Penelitian Dan Praktek Manajemen Sumber Daya Manusia
Transformasi merupakan suatu proses buat mengubah input sebagai suatu hasil yang memiliki nilai bagi suatu organisasi. Budaya organisasi dalam mensugesti kemampuan menyesuaikan diri terhadap suatu perubahan yg dianggap menggunakan adaptasi, namun tak jarang sekali budaya usang nir memberikan nilai-nilai yg sesuai menggunakan lingkungan baru. Dalam konteks ini, organisasi wajib tahu dan menyesuaikan diri dengan nilai-nilai baru, proses manajemen, serta cara berkomunikasi yang dibentuk menunjang perubahan dan dapat dilaksanakan secara efektif (Bruss & Ross, 1993). Dalam organisasi yg mengalami suatu perubahan baru, anggota dalam organisasi dalam umumnya menyebarkan tujuan sehingga dapat berafiliasi dengan baik tanpa wajib bersaing satu sama lain (Choi & Lee, 2002; Andrew & Stalick, 1994).

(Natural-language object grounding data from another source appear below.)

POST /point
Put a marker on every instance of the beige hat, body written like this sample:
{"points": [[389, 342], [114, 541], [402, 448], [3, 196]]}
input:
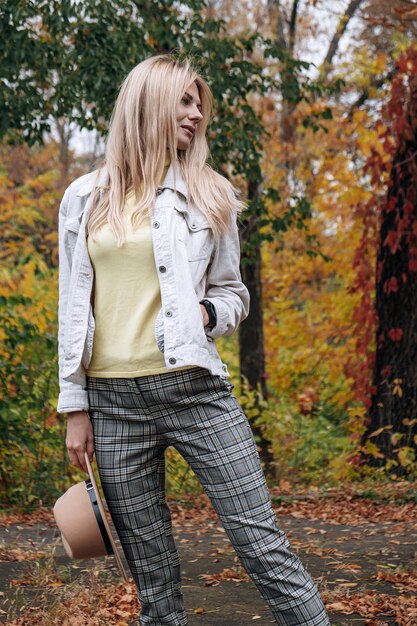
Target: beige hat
{"points": [[81, 519]]}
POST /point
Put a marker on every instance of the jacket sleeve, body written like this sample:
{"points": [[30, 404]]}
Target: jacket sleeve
{"points": [[224, 285], [73, 395]]}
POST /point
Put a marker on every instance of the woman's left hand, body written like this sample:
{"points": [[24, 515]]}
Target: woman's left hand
{"points": [[205, 315]]}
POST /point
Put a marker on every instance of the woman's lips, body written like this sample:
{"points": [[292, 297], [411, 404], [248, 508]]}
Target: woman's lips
{"points": [[189, 130]]}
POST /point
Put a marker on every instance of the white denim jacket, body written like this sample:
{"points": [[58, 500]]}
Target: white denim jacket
{"points": [[191, 265]]}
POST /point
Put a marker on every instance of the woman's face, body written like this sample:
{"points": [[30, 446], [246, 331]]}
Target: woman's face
{"points": [[188, 114]]}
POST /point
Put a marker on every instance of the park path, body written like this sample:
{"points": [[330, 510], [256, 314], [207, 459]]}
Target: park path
{"points": [[366, 565]]}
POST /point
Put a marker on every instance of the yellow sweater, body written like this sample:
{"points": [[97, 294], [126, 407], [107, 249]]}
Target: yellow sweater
{"points": [[127, 300]]}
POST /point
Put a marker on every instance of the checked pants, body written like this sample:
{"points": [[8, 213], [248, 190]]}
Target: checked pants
{"points": [[134, 421]]}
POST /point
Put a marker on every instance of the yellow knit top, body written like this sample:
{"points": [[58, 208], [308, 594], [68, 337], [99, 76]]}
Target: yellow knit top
{"points": [[127, 300]]}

Berbagi pengetahuan pada organisasi akan menaruh kontribusi terhadap kinerja organisasi terutama dalam peningkatan kualitas layanan Matzler et. Al., (2008). Budaya organisasi pada menyebarkan pengetahuan akan memberikan dukungan terhadap karyawan dalam menaikkan kemampuannya melalui training dalam grup diskusi untuk berbagi pengetahuan. Pada penelitian ini memakai teori Detert et., al (2000) pada melakukan penilaian impak budaya organisasi terhadap karyawan (termasuk key user) pada mendukung keberhasilan implementasi suatu program inovasi.

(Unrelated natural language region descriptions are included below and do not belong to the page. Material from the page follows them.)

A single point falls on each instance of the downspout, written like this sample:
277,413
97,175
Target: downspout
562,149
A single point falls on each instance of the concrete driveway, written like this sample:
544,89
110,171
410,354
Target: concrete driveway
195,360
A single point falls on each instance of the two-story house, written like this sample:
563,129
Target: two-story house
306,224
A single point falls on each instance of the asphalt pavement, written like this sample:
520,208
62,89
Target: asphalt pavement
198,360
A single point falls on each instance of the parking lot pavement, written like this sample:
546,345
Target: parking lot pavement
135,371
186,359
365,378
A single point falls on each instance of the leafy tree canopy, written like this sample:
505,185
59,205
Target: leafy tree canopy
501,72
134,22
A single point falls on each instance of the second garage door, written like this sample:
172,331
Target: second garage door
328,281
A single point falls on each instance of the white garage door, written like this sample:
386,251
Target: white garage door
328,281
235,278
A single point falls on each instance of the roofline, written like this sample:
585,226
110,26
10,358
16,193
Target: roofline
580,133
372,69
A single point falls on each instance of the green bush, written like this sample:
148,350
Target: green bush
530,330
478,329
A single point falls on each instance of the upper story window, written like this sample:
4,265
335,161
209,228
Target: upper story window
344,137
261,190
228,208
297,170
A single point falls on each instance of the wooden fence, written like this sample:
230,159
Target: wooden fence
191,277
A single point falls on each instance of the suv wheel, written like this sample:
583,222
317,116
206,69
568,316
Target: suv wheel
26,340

Kegiatan-kegiatan yg dilakukan sang para pimpinan disuatu organisasi secara individu juga grup supaya dapat menggerakkan kemampuan organisasi dalam membentuk daya saing melalui berbagi pengetahuan dengan departemen lain, mengikuti training dan diskusi (Slater & Narver, 1995). Sharing knowledge akan eningkatkan pemahaman antara sesama anggota sehingga antara anggota akan saling mendukung serta menaikkan kinerja dan akhirnya akan menemukan proses kerja yang terbaik bagi organsiasi. Sedangkan penelitian Matzler et. Al., (2008) yang menyatakan bahwa membuatkan pengetahuan sangat penting bagi organisasi buat dapat mengembangkan keahlian dan kompetensi, menaikkan nilai bagi organisasi, serta dapat menjaga daya saing sebab inovasi didapatkan dari berdasarkan berbagi pengetahuan antara orang persoal pada pada organisasi. Penelitian Nonaka dan Tageuchi pada Matzler et. Al., (2008) yang menyatakan menyebarkan pengetahuan diharapkan buat mentransformasikan pandangan baru dan konsep kedalam produk serta layanan bagi organisasi dalam melakukan penemuan. Sharing knowledge akan memberikan impak dalam peningkatan kompetensi individu dalam organisasi. Kompetensi didefinisikan oleh Spencer & Spencer (1993) yakni: Pengetahuan, informasi yg dimiliki seorang di area yg spesifik; dan keahlian, kemampuan buat melakukan suatu tugas mental dan fisik; dianggap menjadi kompetensi dasar serta paling siap buat dikembangkan dan dilatih melalui latihan serta pengalaman. Tiga ciri personaliti lainnya, motivasi, sikap, serta konsep diri, dievaluasi sulit buat dilatih dan dikembangkan sebagai akibatnya akan memunculkan team work dalam organisasi.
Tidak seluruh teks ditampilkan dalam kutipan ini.